State Key Laboratory of Ophthalmology, Optometry and Vision Science, School of Ophthalmology and Optometry, School of Biomedical Engineering, Wenzhou Medical University, Wenzhou 325027, China; Wenzhou Institute, University of Chinese Academy of Sciences, Wenzhou 325001, China.
School & Hospital of Stomatology, Wenzhou Medical University, Xueyuan West Road, Lucheng District, Wenzhou 325027, China.
Carbohydr Polym. 2022 Nov 1;295:119878. doi: 10.1016/j.carbpol.2022.119878. Epub 2022 Jul 19.
At present, the tumor's poor oxygen perfusion and limited tumor drug permeation are the major bottlenecks that limit the therapeutic effectiveness of the oxygen-sensitive antitumor therapies, like doxorubicin (Dox)-mediated chemotherapy and photodynamic therapy (PDT). To our best knowledge, the abnormal tumor mitochondria oxidative phosphorylation (OXPHOS) was the vital cause of such phenomenon, which induced the hypoxia tumor microenvironment and enhanced drug efflux from tumor cells via enhanced multidrug resistance protein 1 (MDR-1) expression. In this study, it was newly revealed that biguanide-modified chitosan (Bi-Ch) possessed ideal mitochondria depression capacity, leading to the following decreased dosage needed to disrupt mitochondrial function to reverse tumor hypoxia and depress MDR-1 expression. By doing this, Bi-Ch effectively enhanced Dox accumulation in tumor cells and amplified its cytotoxicity owing to the amplified ROS generation by Dox. Therefore, Bi-Ch could be used to improve the efficacy of oxygen-sensitive tumor therapies in vitro.

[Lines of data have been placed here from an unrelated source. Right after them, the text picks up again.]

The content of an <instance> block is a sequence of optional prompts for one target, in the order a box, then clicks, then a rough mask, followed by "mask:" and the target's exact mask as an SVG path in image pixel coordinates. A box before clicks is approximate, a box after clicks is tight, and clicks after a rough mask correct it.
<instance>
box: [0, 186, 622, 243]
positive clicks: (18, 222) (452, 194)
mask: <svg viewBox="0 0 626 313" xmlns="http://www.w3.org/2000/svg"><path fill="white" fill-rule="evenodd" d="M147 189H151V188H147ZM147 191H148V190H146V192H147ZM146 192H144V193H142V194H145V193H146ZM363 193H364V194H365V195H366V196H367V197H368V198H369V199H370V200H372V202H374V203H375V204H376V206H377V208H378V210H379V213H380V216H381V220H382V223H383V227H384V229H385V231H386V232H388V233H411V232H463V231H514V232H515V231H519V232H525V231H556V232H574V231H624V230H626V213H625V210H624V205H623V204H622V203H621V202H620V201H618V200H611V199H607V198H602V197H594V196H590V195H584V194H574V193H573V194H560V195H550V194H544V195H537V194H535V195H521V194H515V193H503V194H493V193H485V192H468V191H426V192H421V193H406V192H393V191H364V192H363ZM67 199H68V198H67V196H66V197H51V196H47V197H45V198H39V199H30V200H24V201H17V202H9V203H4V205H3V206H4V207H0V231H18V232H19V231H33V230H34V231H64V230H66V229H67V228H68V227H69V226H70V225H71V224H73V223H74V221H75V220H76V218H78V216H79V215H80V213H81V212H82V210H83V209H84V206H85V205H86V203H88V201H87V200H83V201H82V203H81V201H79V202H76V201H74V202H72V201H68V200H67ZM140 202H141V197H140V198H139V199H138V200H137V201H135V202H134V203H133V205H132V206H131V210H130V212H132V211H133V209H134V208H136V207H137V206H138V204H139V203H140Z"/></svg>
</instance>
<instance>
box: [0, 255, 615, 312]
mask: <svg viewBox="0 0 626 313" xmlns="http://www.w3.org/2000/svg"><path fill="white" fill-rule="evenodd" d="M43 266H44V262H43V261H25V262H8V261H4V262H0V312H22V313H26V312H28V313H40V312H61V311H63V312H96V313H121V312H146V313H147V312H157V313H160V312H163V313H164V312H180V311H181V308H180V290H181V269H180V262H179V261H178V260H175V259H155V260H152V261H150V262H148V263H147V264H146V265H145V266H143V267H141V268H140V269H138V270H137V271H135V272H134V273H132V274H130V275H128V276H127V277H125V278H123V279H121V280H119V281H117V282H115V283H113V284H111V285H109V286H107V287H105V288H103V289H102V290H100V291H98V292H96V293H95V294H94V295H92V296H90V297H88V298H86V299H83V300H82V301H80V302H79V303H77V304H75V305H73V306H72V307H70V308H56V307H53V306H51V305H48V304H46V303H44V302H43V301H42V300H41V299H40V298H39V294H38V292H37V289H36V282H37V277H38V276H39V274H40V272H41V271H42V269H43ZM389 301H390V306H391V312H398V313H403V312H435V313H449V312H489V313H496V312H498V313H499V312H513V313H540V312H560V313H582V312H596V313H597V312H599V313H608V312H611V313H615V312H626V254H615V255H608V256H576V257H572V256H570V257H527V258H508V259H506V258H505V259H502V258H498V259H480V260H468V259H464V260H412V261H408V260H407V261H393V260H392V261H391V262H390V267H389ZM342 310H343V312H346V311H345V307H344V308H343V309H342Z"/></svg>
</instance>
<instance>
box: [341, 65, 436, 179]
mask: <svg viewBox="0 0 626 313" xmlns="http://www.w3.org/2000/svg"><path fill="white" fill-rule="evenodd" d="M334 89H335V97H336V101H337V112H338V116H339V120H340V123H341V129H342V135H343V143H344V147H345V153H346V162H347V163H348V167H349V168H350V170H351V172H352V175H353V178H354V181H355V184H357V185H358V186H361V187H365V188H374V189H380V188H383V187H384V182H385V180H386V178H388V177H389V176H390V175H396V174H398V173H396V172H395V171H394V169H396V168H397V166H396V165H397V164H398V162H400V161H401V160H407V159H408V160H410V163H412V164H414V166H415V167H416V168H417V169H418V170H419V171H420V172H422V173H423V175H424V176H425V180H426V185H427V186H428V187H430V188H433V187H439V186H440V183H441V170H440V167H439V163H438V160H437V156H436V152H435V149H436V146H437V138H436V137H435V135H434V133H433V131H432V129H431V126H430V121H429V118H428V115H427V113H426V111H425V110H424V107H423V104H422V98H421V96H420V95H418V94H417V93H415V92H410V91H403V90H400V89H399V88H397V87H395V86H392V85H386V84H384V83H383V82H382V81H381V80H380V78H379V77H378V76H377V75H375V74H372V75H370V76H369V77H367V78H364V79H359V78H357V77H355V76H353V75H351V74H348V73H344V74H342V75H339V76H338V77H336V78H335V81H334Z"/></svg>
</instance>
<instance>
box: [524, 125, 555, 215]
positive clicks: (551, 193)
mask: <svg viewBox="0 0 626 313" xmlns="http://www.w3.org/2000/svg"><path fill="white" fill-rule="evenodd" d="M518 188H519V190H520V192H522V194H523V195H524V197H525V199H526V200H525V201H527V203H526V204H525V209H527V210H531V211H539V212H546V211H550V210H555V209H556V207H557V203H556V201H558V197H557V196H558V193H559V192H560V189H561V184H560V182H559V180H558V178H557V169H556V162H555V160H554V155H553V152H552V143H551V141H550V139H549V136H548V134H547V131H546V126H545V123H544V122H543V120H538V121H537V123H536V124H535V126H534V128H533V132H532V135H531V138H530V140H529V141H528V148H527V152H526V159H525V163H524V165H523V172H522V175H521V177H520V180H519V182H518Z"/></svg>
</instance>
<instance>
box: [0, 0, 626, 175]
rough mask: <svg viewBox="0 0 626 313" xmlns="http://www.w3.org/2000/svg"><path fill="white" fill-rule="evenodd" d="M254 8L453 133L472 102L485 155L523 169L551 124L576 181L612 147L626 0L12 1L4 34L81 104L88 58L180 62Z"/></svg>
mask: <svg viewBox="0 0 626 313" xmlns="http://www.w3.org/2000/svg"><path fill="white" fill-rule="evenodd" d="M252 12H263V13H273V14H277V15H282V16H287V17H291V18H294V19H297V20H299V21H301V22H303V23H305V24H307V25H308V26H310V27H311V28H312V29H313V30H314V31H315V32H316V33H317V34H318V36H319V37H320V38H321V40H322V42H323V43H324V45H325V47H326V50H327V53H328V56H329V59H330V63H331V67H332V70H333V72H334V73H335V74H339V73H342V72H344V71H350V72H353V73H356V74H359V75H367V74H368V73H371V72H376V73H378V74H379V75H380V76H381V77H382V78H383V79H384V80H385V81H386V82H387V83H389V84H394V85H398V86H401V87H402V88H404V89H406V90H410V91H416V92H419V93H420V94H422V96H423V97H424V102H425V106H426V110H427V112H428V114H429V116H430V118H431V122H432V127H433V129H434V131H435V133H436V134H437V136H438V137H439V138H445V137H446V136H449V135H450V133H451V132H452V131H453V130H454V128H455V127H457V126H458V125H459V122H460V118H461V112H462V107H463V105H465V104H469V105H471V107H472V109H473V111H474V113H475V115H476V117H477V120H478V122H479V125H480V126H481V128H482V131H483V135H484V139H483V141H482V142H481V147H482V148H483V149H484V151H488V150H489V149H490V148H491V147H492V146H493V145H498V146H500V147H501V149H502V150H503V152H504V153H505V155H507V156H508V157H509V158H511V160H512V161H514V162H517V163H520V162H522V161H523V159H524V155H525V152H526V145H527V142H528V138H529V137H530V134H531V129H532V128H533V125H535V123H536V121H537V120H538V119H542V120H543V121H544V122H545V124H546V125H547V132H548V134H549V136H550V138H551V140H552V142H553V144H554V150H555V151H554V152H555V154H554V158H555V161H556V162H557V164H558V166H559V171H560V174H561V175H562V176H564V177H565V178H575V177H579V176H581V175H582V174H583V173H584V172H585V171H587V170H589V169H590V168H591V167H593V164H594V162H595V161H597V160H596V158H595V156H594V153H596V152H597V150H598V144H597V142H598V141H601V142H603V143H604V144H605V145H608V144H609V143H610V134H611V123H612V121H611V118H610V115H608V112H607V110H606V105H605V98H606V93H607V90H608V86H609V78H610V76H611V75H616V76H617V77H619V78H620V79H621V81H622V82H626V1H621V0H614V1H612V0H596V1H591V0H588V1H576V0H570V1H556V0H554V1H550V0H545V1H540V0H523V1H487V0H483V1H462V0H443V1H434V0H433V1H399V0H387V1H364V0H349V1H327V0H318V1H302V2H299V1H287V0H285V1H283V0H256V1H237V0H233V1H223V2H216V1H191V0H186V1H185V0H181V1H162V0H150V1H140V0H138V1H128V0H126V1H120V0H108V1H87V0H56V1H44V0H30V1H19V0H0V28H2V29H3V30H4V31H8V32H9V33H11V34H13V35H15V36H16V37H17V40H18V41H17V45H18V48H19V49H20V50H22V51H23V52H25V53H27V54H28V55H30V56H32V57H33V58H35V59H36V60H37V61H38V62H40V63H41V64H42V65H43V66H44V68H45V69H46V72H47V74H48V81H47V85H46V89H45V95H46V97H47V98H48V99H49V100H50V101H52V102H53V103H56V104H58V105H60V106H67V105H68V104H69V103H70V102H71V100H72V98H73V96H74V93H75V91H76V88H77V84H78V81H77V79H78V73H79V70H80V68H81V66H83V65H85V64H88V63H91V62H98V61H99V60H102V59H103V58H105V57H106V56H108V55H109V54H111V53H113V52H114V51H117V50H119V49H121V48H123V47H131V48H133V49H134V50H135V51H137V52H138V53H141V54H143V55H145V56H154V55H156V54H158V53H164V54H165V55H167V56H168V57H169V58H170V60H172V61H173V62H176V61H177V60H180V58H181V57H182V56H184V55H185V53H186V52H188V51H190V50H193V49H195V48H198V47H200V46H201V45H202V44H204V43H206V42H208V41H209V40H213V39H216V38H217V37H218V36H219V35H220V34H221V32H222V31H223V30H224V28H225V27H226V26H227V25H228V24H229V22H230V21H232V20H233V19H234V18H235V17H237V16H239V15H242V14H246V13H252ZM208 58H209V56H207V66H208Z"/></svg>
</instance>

目前,肿瘤乏氧灌注和有限的肿瘤药物渗透是限制氧敏感抗肿瘤治疗(如多柔比星(Dox)介导的化疗和光动力疗法(PDT))疗效的主要瓶颈。据我们所知,异常的肿瘤线粒体氧化磷酸化(OXPHOS)是导致这种现象的重要原因,它诱导了缺氧肿瘤微环境,并通过增强多药耐药蛋白 1(MDR-1)的表达增强了药物从肿瘤细胞中的流出。在这项研究中,新发现二甲双胍修饰壳聚糖(Bi-Ch)具有理想的线粒体抑制能力,从而降低了破坏线粒体功能以逆转肿瘤缺氧和抑制 MDR-1 表达所需的剂量。通过这种方式,Bi-Ch 有效地增加了肿瘤细胞中 Dox 的积累,并由于 Dox 产生的 ROS 增加放大了其细胞毒性。因此,Bi-Ch 可用于提高体外氧敏感肿瘤治疗的疗效。